Many people vow to do more in the new year. More traveling, more reading, more anything. And while these are great goals if you spend a lot of time doing nothing, for most people that's not the case.
We are already overcommitted. How much free time would you say you have right now? Now factor in some time-consuming resolution into your plans? Do you really think you're going to be able to stick with that resolution now?
Rather than committing to doing more, why not commit to actually doing less in 2013? Drop a commitment or two, spend more time with your family -- or just with yourself -- and watch the stress melt way in the new year.
No. 4: Get organized
For whatever reason -- the struggling economy just might have something to do with it -- resolutions to get organized have fallen off in recent years in favor of financial goals.
That's according to an annual survey conducted by FranklinCovey Products, maker of planners and other organizational tools. "Get organized" dropped from No. 4 to No. 9 in the survey's top 10 New Year's resolutions from 2010 to 2011 before dropping off all together for 2012.
Those pressing money issues are likely why organizational goals fall off so quickly in the new year. But it's important to remember that getting organized can make everything else better -- and make it easier to meet other resolutions.

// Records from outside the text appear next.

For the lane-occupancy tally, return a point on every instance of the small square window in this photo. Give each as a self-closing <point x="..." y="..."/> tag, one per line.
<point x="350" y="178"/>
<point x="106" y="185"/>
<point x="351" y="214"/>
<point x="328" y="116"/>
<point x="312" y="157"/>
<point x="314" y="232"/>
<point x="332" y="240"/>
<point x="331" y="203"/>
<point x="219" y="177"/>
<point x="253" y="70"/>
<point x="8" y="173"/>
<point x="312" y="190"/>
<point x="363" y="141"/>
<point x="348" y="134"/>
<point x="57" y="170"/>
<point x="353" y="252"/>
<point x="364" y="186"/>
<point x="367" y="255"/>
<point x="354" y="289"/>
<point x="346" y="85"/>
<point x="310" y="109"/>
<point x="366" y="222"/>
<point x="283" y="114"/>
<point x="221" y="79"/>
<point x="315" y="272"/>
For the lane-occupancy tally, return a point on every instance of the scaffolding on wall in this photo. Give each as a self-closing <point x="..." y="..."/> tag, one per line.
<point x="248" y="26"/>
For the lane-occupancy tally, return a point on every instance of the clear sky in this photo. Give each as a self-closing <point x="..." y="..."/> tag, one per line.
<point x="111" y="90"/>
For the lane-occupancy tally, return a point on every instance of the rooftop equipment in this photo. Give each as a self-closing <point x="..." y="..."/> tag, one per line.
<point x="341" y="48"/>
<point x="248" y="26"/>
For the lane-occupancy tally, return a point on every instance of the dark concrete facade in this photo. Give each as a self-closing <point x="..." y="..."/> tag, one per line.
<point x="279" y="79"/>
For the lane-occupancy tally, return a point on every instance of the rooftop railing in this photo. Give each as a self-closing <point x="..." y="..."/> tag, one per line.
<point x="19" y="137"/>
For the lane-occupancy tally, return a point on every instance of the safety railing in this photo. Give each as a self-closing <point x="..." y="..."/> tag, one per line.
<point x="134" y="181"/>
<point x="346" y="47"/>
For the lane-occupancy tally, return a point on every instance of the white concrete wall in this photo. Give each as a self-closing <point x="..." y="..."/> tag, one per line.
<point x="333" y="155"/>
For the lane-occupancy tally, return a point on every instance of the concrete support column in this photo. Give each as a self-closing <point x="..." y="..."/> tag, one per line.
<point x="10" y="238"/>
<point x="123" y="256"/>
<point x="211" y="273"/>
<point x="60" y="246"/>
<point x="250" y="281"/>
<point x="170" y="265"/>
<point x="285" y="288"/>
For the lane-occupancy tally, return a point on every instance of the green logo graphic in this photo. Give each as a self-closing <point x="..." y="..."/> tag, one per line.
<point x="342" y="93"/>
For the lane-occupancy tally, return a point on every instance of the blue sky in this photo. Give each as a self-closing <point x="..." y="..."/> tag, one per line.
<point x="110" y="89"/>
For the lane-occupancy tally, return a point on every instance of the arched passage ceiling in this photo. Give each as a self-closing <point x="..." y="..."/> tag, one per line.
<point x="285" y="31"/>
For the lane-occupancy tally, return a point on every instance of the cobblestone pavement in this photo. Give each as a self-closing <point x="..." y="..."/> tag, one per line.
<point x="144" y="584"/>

If you really want to buck the trend and get organized in 2014, set specific goals, develop a time frame and break it down into smaller steps. Simply saying you want to "get organized" is too vague and will only set you up for failure.
No. 3: Money, money, money
If you doubt how much impact money has on New Year's resolutions, take one look at FranklinCovey's resolutions survey.
For 2011, financial goals made up three of the top five spots, including "improve financial situation" at No. 1. In 2012 it fell one spot to No. 2, behind only "become more physically fit."
But, as with "getting organized," most money resolutions fail because they are so vague. While it's easy to vow to "save more" or "spend less" on New Year's Eve, such a fuzzy goal is hard to measure by the end of the January -- let alone the end of the year.
Start with baby steps like setting up an automatic savings plan, even for as little as $5 a week. Or decide to cut out a specific luxury, such as that daily Starbucks run.
Small, easily attainable goals will make bigger changes more likely. Plus, don't be afraid to reward yourself -- within reason, of course -- for each small victory. You've earned it.